The JVM takes care of your threads ... binding threads would more likely cause performance degradation than improvements --i.e., you have absolutely no control over data locality -- why would you want to bind a thread to some core ? Also the Java way of doing things is thread pools -- so even if you had controll over data locality and you had bound your threads cores. If you make use of the pools your tasks will fly around to different threads.

Hassan Syed
I've got a couple of threads that are very I/O intensive, and some that are very CPU intensive. In C it was critical to isolate them from each other. Is this not the case with Java? I can't imagine how it can know that, so I can't imagine performance is better with a generic scheduling scheme than one in which I can give it some guidance/prior knowledge.
Dave
Have two layers then IMO, one for the C threads and one for the JAVA.
Hassan Syed
Sorry for the confusion - in the past I've worked in C, and this is what I've done. Now I have to work in Java, and I'm hoping to accomplish something similar.

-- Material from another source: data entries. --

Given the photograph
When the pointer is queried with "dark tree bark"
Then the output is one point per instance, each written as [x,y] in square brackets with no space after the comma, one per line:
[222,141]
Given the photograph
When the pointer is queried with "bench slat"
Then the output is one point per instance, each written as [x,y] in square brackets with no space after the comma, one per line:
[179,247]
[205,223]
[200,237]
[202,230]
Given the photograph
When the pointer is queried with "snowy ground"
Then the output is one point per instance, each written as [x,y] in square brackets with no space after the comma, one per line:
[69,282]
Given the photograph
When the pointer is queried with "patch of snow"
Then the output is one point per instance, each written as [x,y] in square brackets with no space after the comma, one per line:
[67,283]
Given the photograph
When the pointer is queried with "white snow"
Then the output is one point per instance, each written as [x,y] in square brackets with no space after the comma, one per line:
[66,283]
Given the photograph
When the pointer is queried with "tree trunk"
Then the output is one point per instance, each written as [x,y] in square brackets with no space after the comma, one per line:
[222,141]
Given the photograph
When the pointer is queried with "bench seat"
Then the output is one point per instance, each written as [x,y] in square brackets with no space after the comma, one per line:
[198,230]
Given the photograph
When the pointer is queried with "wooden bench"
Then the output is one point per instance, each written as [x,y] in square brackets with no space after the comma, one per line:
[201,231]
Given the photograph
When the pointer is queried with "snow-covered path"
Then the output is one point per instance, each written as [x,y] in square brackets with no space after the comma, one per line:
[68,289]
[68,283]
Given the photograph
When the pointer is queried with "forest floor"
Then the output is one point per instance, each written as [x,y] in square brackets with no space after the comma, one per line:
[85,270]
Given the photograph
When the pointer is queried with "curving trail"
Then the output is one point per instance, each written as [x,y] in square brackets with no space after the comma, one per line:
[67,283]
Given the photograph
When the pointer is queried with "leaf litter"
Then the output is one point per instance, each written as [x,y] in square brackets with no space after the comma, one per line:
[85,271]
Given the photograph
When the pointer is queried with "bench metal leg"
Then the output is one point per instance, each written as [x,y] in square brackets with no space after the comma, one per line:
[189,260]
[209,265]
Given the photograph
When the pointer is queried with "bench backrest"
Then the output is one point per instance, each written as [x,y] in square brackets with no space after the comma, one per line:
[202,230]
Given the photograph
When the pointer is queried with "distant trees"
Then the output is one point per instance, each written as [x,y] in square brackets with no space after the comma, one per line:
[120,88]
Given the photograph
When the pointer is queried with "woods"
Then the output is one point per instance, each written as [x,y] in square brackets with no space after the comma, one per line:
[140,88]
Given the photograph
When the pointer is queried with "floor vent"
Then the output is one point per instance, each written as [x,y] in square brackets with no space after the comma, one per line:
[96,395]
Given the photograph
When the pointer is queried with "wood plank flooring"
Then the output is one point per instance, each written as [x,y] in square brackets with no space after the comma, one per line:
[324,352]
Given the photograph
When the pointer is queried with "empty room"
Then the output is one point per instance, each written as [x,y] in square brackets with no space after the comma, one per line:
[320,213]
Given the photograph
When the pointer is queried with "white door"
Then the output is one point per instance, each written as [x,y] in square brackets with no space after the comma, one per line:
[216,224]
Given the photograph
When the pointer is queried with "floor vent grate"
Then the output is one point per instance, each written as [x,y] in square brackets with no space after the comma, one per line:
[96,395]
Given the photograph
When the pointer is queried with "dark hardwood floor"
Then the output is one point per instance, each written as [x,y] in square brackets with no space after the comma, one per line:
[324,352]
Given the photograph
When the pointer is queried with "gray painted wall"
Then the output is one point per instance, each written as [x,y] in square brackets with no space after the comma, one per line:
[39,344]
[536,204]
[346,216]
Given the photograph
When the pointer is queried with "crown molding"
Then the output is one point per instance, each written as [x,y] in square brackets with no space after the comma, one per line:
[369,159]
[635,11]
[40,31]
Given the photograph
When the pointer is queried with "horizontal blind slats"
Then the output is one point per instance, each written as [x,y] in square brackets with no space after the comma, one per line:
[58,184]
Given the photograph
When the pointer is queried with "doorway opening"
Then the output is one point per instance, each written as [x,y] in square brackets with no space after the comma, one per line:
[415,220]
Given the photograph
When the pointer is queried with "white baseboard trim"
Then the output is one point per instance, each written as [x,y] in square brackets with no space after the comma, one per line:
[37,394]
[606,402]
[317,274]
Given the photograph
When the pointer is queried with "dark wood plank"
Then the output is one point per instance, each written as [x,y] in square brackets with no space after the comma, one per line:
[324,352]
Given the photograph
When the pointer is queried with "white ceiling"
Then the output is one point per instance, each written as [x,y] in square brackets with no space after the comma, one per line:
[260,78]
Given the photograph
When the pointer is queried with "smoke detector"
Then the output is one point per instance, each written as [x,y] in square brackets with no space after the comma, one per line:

For the time being, C is not an option.
Dave
I doubt you can solve this problem without managing your IO threads externally.
Hassan Syed
I fear if your I/O routines are that intensive that you may run into memory bottle necks, etc. long before thread affinity becomes a critical element. Java can move objects around in memory to support its needs and this can kill the kind of stuff we really cared about in high-performance C/assembly code. If you move even your buffer management to native code then you might work around this... and have an 'in' into dealing with thread affinity as well. But some native code will be required either from you or a third party library.
PSpeed
A: 

It's not possible (at least with plain Java).

You can use thread pools to limit the amount of threads (and therefore cores) used for different types of work, but there is no way to specify a core to use.

There is even the (small) possibility that your Java runtime doesn't support native threading for your OS or hardware. In this case, green threads are used and only one core will be used for the whole JVM.